É provável que Mário Soares noutras alturas e por diferentes motivos tenha dito exatamente o mesmo por parecidas palavras, mas a propósito do socialismo democrático, o que não retira valor nenhum ao atrás enunciado nem acrescenta coisa alguma ao que adiante se dirá. Sobretudo porque não interessa de onde venham as boas ideias, desde que venham em formato de ideias e não de ordens ou ultimatos, e se verifique que a sociedade portuguesa estará sempre disponível para rever as ideias já tomadas como para se insuflar e adoptar as novas, segundo salientou Passos Coelho na Assembleia da República, aquando da apresentação do Programa do XIX Governo, registo positivo sem dúvida alguma, e que nos aconselha de como convém relembrar as palavras de Francisco Sá Carneiro no Discurso de Abertura do I Congresso do PPD, em 1974, em que punha acento tónico e imperativo no fato de que “nunca nos definiremos por negação ou ataque às outras correntes políticas, sejam elas quais forem. [Mas] sim pela afirmação clara da única via que, de
acordo com o que mostra a História, permite pôr termo às desigualdades e injustiças existentes nas sociedades europeias sem pôr em risco as liberdades fundamentais e a dignidade da Pessoa Humana”, para que o “cumprimento dos objetivos do programa de ajustamento da economia portuguesa[, que] terá precedência sobre quaisquer outros objetivos” (Passos Coelho), se faça de forma a contribuir para o fim do atual estado de coisas, em que os portugueses com habilitações próprias e escolaridade mais que suficiente deixem de ser obrigados a emigrar para arranjar emprego, enquanto os/as graxistas e lambe-botas amesendados na função pública, inábeis para o serviço, admitidos por cunha ou rotativismo político-eleitoral, lhe estão a ocupar os postos de trabalho, prejudicando seriamente o país, a governação e os utentes/utilizadores dos ditos serviços, nomeadamente na área da saúde, que é onde esse flagelo mais se faz notar.
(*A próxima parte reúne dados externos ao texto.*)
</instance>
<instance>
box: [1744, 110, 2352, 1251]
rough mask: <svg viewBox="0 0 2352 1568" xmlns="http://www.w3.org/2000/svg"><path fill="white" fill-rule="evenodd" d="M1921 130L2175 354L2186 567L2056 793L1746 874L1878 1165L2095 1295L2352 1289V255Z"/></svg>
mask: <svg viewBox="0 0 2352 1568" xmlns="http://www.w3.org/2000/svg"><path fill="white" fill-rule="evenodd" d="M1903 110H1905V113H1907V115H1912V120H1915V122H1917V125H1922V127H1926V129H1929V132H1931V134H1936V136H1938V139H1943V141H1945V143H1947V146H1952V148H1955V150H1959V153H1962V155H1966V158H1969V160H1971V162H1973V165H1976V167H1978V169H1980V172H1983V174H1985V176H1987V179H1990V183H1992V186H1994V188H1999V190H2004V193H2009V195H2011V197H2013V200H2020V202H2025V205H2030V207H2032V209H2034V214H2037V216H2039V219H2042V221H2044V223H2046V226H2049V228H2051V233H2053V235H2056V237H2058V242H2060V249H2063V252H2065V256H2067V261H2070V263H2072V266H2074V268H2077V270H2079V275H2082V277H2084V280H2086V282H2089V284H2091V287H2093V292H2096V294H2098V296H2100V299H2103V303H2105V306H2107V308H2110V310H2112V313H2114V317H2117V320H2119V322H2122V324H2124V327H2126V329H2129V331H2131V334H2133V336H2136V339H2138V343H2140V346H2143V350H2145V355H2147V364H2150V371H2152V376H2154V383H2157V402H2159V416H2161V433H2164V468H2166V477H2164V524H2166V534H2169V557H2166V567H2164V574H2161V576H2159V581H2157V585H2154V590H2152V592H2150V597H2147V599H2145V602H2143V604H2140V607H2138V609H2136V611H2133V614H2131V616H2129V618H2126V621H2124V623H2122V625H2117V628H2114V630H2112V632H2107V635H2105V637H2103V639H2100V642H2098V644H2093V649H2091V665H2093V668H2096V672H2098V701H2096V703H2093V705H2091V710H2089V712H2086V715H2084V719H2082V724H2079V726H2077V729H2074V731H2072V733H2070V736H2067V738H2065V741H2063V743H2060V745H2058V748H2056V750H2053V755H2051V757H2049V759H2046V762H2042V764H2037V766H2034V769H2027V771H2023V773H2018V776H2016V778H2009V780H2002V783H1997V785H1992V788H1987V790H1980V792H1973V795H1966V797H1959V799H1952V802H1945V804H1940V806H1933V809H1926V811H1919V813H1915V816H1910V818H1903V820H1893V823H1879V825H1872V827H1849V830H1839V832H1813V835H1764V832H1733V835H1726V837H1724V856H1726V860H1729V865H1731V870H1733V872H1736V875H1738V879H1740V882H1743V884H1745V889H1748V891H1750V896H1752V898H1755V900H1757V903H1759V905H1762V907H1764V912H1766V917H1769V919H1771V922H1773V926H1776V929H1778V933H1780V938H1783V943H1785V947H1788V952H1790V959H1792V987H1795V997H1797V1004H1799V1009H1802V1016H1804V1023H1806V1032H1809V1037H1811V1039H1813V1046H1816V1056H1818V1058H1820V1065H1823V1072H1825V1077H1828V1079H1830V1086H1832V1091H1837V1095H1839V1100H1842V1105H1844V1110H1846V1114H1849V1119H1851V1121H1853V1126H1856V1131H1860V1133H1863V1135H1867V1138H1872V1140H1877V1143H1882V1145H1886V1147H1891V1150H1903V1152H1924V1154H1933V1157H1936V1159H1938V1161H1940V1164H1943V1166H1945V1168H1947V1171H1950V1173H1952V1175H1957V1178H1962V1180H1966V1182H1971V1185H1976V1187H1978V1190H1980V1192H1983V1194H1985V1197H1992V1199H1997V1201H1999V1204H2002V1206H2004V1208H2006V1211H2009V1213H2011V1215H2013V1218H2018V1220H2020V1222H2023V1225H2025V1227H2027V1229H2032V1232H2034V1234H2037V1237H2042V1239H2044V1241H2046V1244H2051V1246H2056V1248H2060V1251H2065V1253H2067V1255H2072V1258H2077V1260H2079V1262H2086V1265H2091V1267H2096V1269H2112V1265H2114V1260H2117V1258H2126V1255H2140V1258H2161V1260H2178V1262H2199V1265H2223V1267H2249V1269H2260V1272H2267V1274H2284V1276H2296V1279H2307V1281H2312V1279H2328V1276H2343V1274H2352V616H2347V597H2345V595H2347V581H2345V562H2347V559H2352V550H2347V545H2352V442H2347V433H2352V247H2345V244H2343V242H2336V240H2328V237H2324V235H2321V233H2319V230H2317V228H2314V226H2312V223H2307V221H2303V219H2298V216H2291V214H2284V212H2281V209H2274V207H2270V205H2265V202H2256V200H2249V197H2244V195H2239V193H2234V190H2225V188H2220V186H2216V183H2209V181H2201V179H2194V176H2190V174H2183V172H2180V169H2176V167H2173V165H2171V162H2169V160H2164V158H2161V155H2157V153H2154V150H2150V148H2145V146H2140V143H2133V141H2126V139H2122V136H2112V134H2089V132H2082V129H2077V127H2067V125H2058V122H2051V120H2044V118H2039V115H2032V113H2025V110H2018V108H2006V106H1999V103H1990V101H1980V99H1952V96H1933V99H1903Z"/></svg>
Eu sei que qualquer governante gostaria de manter os funcionários públicos calados e contentes, por mais imprestáveis que muitos sejam e careçam do saber estar e saber ser que observe o estipulado pelos Direitos Humanos, pela Constituição da República e pelo Tratado da União, todavia é impossível mudar de rumo e alcançar progressos no combate às injustiças e desigualdades em prol da dignidade da Pessoa Humana, se essa expurga dos maus funcionários não se verificar em tempo útil e de forma acelerada, se não quisermos falhar os compromissos constantes do memorando da Troika, aumentando a insustentabilidade económica, social e política, conforme traduziu a inquietação do nosso presidente da República nas últimas declarações aos mass media nacionais, o que não espelha qualquer alarmismo mas antes uma prudência ganha naquele tipo de saber de experiência feito que de acordo com o que mostra a História nos pode – e deve! – gizar as linhas do futuro.
Nem mais, que pensar e agir de outro modo seria poesia (de má índole e piores efeitos, por muita irrealidade e ilusão acender), ou retórica de Frei Tomás cuja qualidade suprema somente residia no que dizia mas nunca no que fazia. E quem não quer ser frade, não lhe usa o hábito!